Parto col folle (Due Date)
di Todd Phillips, 2010
Quando ho visto per la prima volta il trailer di Due Date ho pensato, ehi, questo film assomiglia parecchio a Un Biglietto in Due – uno dei film di John Hughes più belli ma anche meno tra i meno citati non avendo degli adolescenti in divisa come protagonisti. Poi ho visto Due Date e ho pensato, ehi, questo film è Un Biglietto in Due. Ma proprio paro paro. Questa in realtà è quasi solo una notazione di costume: non c’è niente di male a fare un omaggio tale da sfiorare il remake non dichiarato; il problema qui non è mica il plagio, il problema è la debolezza del film. Nonostante le buone premesse, Todd Phillips non riesce insomma a replicare l’alchimia che aveva trasformato The Hangover in un caso commerciale senza precedenti e in una delle commedie americane più spudoratamente divertenti dell’ultimo biennio: qui ci si limita a mettere in campo un carattere ben definito e precisamente inquadrato, interpretato da Robert Downey Jr., e lo si fa scontrare con la pulsione anarchica che Zach Galifianakis secerne da tutti i pori anche quando sta immobile, stando fermi a osservare quali colori e suoni vengono fuori dalla loro banale e scontata deflagrazione. Ci si diverte, a tratti, indubbiamente, ma l’indubbia presenza scenica dei due attori non sembra bastare, anche perché Downey sembra svogliato e a Galifianakis tocca trascinare tutto il film più o meno da solo: difficile farlo però senza il supporto di una sceneggiatura intelligente che mostri coerenza e rispetto nei confronti dei personaggi e del pubblico (la follia bonaria di Ethan si sposta più spesso sui binari dell’irragionevolezza che su quelli di una, che so, sana cattiveria) oppure, in caso contrario, che sappia far esplodere veramente il film. Che invece è costruito su un’alternanza tra scoppi e quiete, si buttano giù i palazzi ma si dà tutto il tempo alle squadre della protezione civile di ricostruirli invece di insistere, di minare alle fondamenta, di distruggere tutti i palazzi intorno: e così è troppo facile. Unico momento veramente irresistibile, la comparsata (purtroppo breve) del grande Danny McBride allo sportello della Western Union: per il resto, la gag del cane che si masturba è un’adeguata cartina al tornasole. Non rimane che l’aggiornamento tiepido e un po’ sterile di un canone risaputo, rassicurante e “simpatico”: ci si può accontentare, ma è davvero poca cosa.
beh, un animale buffo in locandina e’ da sempre il segnale convenzionale per “film senza sceneggiatura”…
soprattutto quando è un cane che si masturba.
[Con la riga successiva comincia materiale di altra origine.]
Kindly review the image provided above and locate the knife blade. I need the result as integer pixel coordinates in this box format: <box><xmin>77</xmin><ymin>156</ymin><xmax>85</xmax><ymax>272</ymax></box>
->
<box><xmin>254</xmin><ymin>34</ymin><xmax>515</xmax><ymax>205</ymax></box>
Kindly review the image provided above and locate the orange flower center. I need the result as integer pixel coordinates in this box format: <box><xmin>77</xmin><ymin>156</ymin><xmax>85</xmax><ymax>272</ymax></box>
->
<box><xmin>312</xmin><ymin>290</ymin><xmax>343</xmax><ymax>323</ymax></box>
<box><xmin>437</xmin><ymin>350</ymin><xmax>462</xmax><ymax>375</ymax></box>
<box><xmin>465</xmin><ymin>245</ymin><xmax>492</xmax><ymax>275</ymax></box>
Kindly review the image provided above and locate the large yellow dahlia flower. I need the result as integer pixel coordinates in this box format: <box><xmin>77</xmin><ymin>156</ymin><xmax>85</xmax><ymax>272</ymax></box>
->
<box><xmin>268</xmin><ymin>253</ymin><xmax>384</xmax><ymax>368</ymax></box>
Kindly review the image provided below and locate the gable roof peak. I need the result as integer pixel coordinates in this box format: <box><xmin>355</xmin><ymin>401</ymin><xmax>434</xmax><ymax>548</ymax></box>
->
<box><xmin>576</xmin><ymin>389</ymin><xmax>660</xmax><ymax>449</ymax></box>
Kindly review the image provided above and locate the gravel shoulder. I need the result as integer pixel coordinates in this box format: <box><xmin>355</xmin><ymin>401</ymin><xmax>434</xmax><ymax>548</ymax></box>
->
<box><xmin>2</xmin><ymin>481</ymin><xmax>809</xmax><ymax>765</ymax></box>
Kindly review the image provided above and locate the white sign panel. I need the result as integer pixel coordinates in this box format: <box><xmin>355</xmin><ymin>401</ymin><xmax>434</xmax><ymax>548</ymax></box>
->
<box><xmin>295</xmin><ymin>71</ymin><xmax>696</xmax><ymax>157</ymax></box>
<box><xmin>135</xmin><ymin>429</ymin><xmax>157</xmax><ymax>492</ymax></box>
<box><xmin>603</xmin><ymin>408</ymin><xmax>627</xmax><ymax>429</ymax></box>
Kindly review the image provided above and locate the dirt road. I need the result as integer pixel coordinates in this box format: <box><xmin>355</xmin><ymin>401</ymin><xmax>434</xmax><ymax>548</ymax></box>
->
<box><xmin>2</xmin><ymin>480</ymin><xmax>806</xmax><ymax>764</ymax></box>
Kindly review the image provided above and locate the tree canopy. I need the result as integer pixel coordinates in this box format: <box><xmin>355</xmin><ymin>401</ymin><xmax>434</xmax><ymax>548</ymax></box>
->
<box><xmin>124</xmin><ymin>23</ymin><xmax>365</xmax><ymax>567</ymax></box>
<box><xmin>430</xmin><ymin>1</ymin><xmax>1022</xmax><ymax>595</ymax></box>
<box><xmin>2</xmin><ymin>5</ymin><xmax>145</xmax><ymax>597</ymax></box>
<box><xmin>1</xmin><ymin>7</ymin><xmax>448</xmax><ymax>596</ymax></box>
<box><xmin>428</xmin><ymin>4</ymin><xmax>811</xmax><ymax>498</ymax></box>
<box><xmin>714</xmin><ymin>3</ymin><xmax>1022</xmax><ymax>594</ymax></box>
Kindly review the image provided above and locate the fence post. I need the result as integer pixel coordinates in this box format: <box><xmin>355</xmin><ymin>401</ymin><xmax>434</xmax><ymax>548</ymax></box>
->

Ammetto pero’ che per qualche secondo, al grido di “hey, la presenza del cane dopotutto ha senso con il tipo di personaggio che interpreta Galifianakis”, ci ero cascato. Il tempo che si eccitasse. Dispiace soprattutto perche’ The Hangover al contrario era la prima commedia divertente con una sceneggiatura che si fosse vista da secoli.
Cacca.
Sarò ignorante, ma a me è piaciuto “abbastanza”, non proprio cacca.
Di sicuro non ai livelli di Una notte da leoni. Ma resta una buona pellicola, con alcune situazioni altrettanto esilaranti.